La Racine ombreuse du mal

Un adolescent est découvert sans vie, assassiné selon un rituel étrange. La journaliste Juliette Forestier et le commissaire Louis Gardeur, unis dans la recherche du meurtrier, s’engagent dans une enquête nébuleuse, où la raison n’a plus sa place. D’autres découvertes macabres se succèdent, tout aussi mystérieuses.
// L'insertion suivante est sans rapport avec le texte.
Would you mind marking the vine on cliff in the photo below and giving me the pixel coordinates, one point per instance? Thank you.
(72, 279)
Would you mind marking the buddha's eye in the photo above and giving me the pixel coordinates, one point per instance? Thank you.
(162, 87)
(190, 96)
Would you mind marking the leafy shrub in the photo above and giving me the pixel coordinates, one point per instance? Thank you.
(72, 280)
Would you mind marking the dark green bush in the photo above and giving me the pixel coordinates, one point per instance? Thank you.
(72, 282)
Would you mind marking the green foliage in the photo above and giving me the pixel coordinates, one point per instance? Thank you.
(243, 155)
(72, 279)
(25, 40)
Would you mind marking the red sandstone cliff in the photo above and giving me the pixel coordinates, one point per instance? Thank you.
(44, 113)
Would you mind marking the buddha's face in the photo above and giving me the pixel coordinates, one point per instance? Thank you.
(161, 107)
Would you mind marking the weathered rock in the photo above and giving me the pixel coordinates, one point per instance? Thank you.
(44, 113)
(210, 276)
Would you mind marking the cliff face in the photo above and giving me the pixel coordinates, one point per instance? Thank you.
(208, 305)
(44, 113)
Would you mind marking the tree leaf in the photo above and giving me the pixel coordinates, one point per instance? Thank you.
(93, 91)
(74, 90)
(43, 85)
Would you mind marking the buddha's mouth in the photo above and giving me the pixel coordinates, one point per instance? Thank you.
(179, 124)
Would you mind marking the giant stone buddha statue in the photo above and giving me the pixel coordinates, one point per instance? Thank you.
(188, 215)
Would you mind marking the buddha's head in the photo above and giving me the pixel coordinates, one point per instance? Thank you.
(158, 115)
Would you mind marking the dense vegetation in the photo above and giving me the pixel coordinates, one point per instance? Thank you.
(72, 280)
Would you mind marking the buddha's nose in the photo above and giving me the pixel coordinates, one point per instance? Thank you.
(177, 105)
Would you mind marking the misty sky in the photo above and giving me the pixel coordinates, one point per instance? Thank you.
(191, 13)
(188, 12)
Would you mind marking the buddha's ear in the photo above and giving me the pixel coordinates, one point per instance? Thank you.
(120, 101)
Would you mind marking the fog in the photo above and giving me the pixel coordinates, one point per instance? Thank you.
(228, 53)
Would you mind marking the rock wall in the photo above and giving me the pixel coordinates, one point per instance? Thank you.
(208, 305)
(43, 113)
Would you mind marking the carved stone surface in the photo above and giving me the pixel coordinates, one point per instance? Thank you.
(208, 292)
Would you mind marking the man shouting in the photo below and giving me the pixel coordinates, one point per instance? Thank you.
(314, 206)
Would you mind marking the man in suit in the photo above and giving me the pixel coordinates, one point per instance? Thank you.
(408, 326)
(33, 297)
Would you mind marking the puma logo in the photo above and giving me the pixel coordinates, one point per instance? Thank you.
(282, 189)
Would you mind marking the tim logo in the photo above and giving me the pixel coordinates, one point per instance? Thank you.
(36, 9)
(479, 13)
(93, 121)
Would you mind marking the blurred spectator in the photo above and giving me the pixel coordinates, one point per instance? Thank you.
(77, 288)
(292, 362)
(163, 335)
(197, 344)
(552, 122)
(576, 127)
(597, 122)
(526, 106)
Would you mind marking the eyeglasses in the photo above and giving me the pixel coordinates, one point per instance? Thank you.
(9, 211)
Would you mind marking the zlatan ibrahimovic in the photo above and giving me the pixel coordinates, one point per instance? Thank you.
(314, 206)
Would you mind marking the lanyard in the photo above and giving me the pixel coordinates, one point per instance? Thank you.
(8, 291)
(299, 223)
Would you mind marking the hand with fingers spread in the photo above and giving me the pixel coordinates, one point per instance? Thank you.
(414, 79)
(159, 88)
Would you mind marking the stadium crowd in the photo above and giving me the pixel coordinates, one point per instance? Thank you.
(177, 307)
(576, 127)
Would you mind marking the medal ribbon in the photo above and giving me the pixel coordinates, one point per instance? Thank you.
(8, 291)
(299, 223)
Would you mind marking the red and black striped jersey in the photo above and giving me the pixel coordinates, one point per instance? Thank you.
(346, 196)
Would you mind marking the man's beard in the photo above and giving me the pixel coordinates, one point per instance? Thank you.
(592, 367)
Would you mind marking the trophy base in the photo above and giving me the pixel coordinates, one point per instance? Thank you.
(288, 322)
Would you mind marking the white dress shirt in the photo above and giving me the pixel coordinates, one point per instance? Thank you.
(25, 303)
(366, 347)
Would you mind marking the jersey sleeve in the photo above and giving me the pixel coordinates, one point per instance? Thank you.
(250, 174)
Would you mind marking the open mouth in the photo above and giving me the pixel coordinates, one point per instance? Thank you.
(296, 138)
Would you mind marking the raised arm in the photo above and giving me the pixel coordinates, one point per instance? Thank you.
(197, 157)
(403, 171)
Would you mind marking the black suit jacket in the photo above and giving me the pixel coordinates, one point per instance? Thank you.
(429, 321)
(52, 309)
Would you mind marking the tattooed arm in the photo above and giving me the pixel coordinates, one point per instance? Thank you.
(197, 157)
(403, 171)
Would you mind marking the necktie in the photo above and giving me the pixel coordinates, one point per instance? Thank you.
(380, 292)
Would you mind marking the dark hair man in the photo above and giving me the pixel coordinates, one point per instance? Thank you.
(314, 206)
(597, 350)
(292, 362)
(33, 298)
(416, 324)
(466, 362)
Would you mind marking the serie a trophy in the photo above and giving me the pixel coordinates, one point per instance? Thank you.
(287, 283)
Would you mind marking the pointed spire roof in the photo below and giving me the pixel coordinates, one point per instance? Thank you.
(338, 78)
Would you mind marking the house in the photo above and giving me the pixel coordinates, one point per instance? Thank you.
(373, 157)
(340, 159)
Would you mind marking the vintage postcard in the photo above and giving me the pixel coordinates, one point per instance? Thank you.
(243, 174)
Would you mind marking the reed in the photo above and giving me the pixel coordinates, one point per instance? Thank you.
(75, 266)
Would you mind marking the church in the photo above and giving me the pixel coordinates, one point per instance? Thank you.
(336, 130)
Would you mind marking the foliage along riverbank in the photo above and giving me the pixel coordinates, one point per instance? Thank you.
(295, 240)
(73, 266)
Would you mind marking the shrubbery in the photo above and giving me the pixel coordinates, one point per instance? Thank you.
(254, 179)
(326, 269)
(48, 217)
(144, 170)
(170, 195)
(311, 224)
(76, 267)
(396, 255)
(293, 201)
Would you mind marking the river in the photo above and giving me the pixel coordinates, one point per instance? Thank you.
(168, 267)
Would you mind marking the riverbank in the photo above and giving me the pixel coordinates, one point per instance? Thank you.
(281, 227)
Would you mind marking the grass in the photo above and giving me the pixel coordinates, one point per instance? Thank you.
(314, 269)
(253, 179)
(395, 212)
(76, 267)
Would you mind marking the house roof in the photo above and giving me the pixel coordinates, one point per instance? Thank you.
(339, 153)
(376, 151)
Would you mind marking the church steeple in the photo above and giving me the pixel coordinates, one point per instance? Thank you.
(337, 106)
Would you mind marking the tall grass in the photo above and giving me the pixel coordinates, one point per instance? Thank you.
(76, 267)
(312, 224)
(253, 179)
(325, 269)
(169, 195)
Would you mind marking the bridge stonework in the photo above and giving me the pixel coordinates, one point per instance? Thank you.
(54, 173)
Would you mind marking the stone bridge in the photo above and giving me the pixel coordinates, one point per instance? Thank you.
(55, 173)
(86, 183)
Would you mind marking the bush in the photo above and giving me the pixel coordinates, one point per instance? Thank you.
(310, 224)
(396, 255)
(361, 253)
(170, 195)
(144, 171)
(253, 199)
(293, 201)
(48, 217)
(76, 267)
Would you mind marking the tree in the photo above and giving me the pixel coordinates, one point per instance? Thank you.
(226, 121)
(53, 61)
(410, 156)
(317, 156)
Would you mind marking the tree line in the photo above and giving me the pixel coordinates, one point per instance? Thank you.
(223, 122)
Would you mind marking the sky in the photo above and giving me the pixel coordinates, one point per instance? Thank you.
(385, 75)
Le chemin vers leur difficile élucidation les conduit au seuil de pratiques occultes oubliées, faisant ressurgir la face sombre du catharisme.

La Racine ombreuse du mal, est un roman policier polyphonique, empreint d’humanisme, dont le fond, relié à l’ésotérisme, acquiert au fil de l’enquête une dimension métaphysique.

Deux sensibilités, deux écritures s’y rencontrent, dédoublent le souffle du récit où s’entrecroisent échanges épistolaires, journaux intimes et récits oniriques.

Isabelle Caplet et Simone Soulas sont artistes-peintres. La Racine ombreuse du mal est leur premier roman, dont le titre est emprunté au grand médiéviste René Nelli. Chacune d’elles a contribué par des textes à l’album de photographie de Jean Labitrie Vibrations du réel.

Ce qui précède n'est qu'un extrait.